VI. C. Des attitudes différentes et leurs conséquences

C’est dans ce cheminement, au cours des stages, des entretiens personnels, et des lectures d’ouvrages que petit à petit, j’affine, approfondis la réalité de la relation éducative. Il est évident tout d’abord que sans ces rencontres, je ne serais pas entrée à l’université pour des études supérieures. Si, au début de ma carrière d’institutrice, j’éprouvais à la fois de l’enthousiasme et une certaine insécurité, la non écoute, l’incompréhension, la rigidité, l’impossibilité d’échanger et les jugements dévalorisants de mes inspecteurs avaient fait retomber le premier et augmenter considérablement la seconde. Je me sentais dans l’incapacité totale de pouvoir travailler, investir la relation pédagogique avec les enfants. Je partais en classe avec une boule au creux de l’estomac tous les jours, j’étais devenue irritable avec un sommeil perturbé, le sentiment que, quoi que je fasse, “ j’avais tout faux ” de la même manière que l’enfant qualifié d’emblée de mauvais élève qui n’a jamais été entendu dans sa problématique et encore moins compris et qui ne reçoit que des remontrances, des critiques dévastatrices. Peut-être cela dénote-t-il quelque fragilité chez moi. Alors que j’avais été une élève relativement bonne, qu’au début de ma vie professionnelle j’étais préoccupée des enfants ayant des difficultés en relation avec leur milieu socio-culturel, voulant leur donner davantage de chances de s’en sortir, j’ai expérimenté de l’intérieur ce dont je me serais volontiers passée et qui ne m’a rien apporté de positif les conséquences de la non écoute et des jugements à l’emporte-pièce. En même temps, j’ai renforcé ma résistance à ces attitudes, je me suis trouvée dans l’incapacité totale de négocier, d’échanger, ce qui s’avère effectivement impossible sans un minimum de confiance mutuelle. J’avais aussi des problèmes de couple, la communication avec mon mari s’avérant difficile et je ne me sentais pas la capacité de pouvoir tout mener de front avec une parfaite égalité d’humeur. J’ai donc demandé ma retraite à la naissance de mon troisième enfant parce que j’étais physiquement et nerveusement usée, non par les enfants mais par mes relations avec mes supérieurs hiérarchiques, avec le sentiment de me trouver face à un mur, ainsi qu’avec mon époux. Mon souci de l’éducation persistait mais continuer dans ce cadre m’aurait conduite à la maladie.

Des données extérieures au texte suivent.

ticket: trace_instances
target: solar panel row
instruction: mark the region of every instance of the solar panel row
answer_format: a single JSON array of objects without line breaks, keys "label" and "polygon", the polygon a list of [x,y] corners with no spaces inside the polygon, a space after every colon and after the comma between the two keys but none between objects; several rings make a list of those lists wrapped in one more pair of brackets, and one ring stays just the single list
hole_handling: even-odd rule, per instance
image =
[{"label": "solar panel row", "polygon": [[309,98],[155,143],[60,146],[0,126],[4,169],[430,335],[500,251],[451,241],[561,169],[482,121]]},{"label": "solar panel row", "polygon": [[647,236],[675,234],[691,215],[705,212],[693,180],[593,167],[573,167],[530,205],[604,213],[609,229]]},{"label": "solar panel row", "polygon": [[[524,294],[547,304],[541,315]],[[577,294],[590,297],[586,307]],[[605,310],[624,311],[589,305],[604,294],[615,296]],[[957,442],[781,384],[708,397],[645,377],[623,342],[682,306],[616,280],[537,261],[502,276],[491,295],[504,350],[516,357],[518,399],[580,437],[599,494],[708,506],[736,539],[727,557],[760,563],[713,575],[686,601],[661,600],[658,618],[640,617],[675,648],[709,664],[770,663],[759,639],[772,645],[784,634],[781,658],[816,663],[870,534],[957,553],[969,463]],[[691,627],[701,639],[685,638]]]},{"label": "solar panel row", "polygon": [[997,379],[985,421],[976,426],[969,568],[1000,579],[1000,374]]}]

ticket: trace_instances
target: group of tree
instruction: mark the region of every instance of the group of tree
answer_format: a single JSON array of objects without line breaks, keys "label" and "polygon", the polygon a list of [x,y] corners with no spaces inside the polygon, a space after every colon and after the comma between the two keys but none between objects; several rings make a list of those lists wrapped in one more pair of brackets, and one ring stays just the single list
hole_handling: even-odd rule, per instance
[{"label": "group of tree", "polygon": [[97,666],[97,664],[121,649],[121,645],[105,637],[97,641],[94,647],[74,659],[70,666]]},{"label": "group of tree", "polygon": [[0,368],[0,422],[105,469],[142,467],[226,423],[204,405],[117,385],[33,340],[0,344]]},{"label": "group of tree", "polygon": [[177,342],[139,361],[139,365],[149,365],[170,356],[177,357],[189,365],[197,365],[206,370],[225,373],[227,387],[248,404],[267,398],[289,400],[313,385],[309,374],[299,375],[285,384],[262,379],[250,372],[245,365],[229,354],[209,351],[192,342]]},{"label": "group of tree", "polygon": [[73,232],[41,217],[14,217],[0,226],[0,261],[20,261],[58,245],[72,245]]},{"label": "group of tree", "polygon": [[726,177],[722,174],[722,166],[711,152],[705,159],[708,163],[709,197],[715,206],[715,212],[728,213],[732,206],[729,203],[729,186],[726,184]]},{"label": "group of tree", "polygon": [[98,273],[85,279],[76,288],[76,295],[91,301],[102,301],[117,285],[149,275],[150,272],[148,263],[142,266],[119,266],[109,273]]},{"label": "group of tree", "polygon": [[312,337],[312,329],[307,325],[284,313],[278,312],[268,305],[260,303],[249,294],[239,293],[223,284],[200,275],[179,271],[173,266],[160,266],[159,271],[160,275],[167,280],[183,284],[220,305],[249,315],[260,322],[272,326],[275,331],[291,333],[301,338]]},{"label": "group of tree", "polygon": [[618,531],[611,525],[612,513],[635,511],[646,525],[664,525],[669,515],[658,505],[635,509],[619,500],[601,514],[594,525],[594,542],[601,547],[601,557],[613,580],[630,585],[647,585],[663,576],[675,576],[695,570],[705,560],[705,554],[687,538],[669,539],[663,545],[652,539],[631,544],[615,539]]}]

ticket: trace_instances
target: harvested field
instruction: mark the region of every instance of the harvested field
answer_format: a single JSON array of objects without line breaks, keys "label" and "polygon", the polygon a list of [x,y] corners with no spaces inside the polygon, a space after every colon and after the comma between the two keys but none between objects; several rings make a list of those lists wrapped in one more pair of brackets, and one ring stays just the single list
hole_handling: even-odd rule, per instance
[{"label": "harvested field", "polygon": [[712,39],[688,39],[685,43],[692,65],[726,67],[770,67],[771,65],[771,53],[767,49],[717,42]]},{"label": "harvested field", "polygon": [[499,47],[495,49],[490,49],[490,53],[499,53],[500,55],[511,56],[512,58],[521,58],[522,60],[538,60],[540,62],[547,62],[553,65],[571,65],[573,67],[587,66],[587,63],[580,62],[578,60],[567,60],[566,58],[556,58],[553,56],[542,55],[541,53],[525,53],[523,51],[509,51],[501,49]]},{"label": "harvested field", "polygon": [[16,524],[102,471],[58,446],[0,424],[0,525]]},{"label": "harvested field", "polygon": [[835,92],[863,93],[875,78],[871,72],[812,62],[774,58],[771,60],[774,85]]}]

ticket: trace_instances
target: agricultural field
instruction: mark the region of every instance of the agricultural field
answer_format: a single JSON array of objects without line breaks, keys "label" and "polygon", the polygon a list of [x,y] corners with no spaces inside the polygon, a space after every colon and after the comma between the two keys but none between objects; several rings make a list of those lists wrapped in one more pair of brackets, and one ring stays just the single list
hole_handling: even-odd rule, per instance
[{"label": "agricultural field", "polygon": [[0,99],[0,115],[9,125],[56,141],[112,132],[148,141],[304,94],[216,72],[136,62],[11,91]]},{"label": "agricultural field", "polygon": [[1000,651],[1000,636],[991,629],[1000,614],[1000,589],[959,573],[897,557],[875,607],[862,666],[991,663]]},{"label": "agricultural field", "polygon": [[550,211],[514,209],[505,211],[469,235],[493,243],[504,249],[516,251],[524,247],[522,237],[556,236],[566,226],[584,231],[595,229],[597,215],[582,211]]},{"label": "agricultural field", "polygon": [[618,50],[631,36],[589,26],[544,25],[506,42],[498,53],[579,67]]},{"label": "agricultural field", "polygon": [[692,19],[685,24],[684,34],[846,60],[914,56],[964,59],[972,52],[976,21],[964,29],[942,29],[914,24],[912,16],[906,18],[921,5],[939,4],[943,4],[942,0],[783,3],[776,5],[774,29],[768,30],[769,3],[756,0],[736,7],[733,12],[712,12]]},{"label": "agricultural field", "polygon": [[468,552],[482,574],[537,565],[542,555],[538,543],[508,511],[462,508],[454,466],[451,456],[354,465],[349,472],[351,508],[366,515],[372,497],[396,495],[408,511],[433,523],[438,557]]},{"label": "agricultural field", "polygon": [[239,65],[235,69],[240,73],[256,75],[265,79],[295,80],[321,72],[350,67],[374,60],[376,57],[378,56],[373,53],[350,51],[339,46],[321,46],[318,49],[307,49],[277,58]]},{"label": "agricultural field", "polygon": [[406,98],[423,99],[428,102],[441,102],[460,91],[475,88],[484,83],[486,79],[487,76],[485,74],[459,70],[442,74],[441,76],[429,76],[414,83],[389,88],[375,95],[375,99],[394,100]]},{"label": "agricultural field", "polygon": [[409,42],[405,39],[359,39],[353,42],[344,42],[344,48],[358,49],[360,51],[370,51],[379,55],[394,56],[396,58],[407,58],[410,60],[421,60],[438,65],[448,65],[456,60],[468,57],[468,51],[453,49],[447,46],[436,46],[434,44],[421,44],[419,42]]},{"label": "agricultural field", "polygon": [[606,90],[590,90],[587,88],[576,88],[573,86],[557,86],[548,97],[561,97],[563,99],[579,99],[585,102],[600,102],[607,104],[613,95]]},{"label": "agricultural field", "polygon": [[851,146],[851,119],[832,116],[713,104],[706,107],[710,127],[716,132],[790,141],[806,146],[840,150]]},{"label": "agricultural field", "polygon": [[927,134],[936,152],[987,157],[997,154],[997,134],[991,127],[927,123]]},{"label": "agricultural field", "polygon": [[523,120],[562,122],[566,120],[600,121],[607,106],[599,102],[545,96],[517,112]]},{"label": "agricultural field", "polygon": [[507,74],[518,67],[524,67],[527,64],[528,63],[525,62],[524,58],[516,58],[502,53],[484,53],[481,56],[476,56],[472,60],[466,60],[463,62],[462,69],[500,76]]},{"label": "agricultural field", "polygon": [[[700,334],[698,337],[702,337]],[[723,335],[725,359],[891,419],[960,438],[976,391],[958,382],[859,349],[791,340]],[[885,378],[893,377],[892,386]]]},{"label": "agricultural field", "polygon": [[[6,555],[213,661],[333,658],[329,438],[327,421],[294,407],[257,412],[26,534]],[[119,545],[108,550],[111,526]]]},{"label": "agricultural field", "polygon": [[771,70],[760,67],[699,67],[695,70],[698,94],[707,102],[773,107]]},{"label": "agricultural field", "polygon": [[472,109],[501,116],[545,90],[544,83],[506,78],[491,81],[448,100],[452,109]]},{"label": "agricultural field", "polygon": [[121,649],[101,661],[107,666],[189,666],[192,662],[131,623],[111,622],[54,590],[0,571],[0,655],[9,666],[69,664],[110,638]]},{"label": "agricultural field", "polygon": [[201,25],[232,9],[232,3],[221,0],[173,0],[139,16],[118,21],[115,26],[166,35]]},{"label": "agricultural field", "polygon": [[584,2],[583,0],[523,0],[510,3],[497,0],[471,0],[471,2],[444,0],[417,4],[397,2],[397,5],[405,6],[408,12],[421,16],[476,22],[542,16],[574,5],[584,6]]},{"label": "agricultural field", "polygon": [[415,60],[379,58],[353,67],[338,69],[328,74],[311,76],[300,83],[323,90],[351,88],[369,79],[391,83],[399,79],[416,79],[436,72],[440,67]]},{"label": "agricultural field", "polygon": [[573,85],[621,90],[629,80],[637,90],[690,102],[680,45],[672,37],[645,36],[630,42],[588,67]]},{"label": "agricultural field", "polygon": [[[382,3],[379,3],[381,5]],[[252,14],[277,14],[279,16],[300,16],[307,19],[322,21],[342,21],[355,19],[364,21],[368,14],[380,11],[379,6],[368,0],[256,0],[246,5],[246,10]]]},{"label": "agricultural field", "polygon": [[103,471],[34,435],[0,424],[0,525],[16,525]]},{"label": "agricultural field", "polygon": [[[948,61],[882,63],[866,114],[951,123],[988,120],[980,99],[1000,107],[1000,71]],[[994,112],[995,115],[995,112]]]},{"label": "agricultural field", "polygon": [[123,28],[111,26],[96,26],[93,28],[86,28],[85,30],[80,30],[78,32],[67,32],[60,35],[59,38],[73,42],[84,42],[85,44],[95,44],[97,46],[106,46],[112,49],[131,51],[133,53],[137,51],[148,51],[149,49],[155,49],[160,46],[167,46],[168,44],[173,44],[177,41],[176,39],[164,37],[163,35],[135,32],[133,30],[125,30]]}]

Je voudrais, concernant “ l’école ”, narrer un dernier petit événement qui me paraît lui aussi révélateur des conceptions de chacun en éducation. C’est peu de temps avant de quitter la Haute Savoie. Je prends contact avec une collègue enseignante pour parler de formation et au cours de notre échange j’évoque des ouvrages qui m’ont paru intéressants. Elle désire les lire. Je les lui laisse pour un mois, je travaille dessus mais, étant plutôt dans les problèmes matériels à ce moment-là, je sais que je ne m’en servirai pas avant d’être installée dans mon nouveau domicile. Quand je pars, les livres ne m’ont pas été encore rendus ..., les vacances de printemps sont là et je laisse un nouveau délai : c’est peut-être plus facile de lire durant les vacances qu’en période scolaire. Sauf que je rappellerai régulièrement, de plus en plus fermement sans plus de résultat : absente, partie en stage, “ c’est juré je les ai postés... ” jusqu’au moment où je laisse, le premier mardi de juillet vers 18 heures, un message au vitriol sur le répondeur. A peine rentrée, elle me rappelle alors s’excuse et me dit les avoir envoyés la veille, le lundi. Le jeudi matin, rentrant de faire une course, la concierge m’appelle et me donne un paquet envoyé en urgent. Ce sont les livres mais la date d’affranchissement indique : mercredi 4 juillet, et sous l’emballage en papier kraft, les ouvrages sont enveloppés dans une partie du journal L’Equipe daté du mardi 3 juillet... C’était pourtant une collègue que je pensais fiable, sérieuse et c’est la raison pour laquelle j’avais accepté de lui prêter mes livres. Mais quand j’entendrai des propos fréquents dans la bouche de certains enseignants se lamentant sur les élèves à qui on ne peut faire confiance, qui racontent des bobards à la maîtresse pour masquer un oubli, je penserai que bien souvent ils “ sont à bonne école ”. Pour que l’enfant se révèle fiable, responsable, tienne parole, il faut aussi que l’adulte le soit.